When I was young, I had a crush on a woman and slyly waited for the right moment to say something. I rehearsed what I wanted to say, and made a flow chart listing my best reply if she said this and what I'd say if she said that. When exactly the right moment to make my move didn't come along, I waited, and waited longer, and rewrote my flow chart, and then she announced her engagement to someone else.

There have been many, many situations like that, and my life might be less pathetic if along the way I’d been brave enough to speak my mind more often.

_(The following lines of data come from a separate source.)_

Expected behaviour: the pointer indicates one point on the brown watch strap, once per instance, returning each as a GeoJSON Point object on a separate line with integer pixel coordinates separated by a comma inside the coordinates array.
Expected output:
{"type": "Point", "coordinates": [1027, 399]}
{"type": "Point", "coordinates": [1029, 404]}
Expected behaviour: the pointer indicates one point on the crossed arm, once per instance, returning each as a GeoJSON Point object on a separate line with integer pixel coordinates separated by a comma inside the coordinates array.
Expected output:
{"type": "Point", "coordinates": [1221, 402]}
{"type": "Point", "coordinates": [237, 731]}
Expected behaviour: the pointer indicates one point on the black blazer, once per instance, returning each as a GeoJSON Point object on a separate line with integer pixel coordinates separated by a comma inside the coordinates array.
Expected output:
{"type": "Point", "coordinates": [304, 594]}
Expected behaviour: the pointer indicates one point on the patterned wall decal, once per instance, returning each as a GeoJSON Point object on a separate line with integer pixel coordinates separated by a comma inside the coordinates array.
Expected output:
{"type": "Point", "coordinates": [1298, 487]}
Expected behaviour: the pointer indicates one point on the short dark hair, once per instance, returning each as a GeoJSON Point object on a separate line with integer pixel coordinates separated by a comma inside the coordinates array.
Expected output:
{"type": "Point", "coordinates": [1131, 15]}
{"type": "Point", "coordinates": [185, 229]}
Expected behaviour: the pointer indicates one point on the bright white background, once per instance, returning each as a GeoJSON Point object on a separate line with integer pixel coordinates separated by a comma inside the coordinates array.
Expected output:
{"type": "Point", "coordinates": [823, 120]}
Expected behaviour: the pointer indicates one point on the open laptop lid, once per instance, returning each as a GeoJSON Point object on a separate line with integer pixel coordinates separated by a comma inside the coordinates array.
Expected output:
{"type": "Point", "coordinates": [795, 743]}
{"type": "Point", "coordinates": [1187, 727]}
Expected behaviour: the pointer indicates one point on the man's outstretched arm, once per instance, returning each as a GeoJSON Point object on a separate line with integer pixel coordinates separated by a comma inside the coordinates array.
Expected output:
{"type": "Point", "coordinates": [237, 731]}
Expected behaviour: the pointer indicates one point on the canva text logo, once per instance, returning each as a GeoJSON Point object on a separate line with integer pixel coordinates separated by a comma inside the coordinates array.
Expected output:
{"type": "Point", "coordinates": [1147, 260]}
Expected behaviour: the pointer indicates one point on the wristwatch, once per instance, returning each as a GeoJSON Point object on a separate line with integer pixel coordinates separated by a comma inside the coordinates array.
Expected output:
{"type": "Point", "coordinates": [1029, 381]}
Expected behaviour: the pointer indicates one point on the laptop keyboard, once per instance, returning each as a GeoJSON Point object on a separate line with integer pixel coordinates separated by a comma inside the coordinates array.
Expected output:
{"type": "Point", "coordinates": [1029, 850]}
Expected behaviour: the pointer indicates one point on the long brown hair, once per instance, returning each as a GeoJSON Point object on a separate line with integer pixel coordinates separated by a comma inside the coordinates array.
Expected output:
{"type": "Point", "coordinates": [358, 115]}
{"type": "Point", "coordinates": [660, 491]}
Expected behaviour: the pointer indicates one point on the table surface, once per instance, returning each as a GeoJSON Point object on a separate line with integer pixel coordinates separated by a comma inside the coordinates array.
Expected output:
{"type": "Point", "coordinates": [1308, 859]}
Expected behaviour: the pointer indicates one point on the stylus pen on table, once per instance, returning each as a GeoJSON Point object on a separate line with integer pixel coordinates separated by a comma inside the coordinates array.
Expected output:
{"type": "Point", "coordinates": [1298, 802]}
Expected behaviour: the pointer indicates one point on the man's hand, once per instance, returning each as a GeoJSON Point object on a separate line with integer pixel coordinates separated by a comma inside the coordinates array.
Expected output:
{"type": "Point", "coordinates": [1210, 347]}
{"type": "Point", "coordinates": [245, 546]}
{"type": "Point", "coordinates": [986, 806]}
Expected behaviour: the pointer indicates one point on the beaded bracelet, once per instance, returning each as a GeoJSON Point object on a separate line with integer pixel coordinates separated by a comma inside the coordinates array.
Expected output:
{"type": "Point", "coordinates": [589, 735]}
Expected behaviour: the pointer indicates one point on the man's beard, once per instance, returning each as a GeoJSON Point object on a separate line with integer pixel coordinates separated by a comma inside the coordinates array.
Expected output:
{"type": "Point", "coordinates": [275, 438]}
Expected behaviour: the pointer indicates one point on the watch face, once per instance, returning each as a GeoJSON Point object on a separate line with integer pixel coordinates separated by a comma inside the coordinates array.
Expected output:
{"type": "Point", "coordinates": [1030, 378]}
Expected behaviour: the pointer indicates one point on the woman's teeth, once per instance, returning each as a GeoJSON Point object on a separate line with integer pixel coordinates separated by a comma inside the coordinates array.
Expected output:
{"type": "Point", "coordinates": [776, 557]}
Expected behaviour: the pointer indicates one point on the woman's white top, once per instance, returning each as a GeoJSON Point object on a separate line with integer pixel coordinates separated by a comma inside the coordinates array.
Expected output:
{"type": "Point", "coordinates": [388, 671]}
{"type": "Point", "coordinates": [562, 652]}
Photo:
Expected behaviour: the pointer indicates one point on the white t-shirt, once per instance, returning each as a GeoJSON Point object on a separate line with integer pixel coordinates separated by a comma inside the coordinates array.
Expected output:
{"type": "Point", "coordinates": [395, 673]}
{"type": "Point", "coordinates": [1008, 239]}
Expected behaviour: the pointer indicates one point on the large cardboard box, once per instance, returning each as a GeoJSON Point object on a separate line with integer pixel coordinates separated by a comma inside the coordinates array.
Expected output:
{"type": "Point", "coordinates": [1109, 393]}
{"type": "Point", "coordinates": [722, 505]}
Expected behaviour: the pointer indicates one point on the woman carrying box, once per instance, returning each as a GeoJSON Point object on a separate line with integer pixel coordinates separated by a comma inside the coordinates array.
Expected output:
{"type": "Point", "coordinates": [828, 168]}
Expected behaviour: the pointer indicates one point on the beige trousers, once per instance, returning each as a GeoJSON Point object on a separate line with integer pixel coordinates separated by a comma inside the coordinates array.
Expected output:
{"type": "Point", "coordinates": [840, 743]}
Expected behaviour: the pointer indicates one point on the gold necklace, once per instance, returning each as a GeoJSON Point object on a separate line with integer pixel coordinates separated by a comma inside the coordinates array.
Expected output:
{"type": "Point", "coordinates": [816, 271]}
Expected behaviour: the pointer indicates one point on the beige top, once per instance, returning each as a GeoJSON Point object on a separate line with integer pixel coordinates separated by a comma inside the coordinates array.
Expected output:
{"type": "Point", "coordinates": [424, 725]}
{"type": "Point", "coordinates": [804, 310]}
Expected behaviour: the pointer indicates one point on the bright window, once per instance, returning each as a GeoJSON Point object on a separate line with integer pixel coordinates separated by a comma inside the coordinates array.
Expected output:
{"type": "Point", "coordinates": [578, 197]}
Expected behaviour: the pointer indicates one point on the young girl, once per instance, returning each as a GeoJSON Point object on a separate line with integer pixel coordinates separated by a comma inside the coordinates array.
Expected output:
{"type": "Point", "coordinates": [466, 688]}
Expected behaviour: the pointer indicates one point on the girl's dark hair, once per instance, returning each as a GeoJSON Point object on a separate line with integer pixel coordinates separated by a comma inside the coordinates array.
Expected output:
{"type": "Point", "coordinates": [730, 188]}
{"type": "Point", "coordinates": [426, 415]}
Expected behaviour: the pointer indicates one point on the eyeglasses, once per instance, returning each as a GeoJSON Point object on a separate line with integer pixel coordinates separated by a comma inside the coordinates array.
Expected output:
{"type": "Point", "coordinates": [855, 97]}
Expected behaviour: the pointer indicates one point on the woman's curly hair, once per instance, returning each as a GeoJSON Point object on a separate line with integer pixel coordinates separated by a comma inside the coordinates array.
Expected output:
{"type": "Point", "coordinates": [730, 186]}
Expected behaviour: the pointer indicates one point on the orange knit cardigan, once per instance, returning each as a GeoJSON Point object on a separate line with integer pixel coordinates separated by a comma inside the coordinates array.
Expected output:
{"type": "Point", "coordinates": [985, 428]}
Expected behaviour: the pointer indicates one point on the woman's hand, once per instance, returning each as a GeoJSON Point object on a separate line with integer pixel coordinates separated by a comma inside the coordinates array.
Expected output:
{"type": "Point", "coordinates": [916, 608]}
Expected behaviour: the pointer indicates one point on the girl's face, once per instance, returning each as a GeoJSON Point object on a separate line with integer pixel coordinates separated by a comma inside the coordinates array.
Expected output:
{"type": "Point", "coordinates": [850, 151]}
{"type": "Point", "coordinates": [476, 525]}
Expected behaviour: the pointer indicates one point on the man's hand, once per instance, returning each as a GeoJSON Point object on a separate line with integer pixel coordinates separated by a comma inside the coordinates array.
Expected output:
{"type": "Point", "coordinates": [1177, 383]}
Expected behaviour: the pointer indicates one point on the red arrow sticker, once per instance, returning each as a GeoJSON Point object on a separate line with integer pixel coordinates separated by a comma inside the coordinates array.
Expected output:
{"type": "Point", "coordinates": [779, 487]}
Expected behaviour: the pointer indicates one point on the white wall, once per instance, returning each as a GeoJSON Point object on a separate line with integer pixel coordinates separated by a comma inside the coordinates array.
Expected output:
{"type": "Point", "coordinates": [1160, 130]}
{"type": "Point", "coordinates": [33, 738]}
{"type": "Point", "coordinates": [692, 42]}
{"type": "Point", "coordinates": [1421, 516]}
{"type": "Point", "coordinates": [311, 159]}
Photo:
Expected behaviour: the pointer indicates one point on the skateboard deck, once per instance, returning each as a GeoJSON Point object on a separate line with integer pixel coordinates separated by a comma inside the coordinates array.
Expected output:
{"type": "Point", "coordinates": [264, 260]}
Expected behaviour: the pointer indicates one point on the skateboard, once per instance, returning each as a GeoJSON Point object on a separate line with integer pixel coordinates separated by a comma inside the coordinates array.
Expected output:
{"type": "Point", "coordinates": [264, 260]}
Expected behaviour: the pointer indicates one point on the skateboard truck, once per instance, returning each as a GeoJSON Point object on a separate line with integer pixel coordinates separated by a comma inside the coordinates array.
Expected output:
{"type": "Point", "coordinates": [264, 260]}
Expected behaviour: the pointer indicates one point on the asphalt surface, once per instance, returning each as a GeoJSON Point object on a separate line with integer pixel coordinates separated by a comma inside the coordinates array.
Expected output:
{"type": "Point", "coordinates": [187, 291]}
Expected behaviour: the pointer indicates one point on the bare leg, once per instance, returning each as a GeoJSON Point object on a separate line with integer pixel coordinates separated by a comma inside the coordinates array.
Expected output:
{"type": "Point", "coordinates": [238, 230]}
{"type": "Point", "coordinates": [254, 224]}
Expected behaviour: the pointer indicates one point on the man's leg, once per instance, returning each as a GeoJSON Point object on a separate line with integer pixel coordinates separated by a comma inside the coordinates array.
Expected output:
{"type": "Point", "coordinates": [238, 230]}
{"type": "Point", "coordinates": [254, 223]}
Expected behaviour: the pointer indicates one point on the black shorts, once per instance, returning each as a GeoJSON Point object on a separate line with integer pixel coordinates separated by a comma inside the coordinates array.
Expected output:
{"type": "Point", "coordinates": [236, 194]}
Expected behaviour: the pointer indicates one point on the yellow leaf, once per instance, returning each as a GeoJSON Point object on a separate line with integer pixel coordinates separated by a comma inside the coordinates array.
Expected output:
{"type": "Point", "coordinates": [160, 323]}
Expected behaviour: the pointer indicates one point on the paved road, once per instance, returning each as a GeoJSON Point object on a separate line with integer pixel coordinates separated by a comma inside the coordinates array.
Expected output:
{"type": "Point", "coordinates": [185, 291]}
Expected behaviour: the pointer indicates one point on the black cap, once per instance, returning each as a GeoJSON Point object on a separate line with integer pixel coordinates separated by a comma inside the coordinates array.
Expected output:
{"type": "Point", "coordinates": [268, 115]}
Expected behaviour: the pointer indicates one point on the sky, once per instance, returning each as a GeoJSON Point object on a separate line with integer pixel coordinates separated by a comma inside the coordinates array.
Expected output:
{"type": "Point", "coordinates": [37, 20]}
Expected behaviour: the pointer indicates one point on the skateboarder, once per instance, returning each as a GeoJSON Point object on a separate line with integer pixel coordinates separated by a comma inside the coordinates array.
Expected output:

If I had asked that woman out, she probably would've said no. If she'd said 'Sure!' and we hit it off over pizza or whatever, maybe we'd be married now with two children — and I'd be boxed in for the rest of my life, being Husband and Father every day forever, doing whatever Husbands and Fathers do, instead of being me, here, doing whatever I choose to do.

And maybe that path would've been wonderful for me, and maybe that's your path and it's working wonderful for you. Sincere congrats, if that's the case.

I'm happy on this path, though, the doing-whatever-I-choose-to-do path. I'm the guy who doesn't say much, who's usually alone and might never not be alone, but who's making the best of things and having a pretty good time.

From Pathetic Life #2
Monday, July 11, 1994 

This is an entry retyped from an on-paper zine I wrote many years ago, called Pathetic Life. The opinions stated were my opinions then, but might not be my opinions now. Also, I said and did some disgusting things, so parental guidance is advised.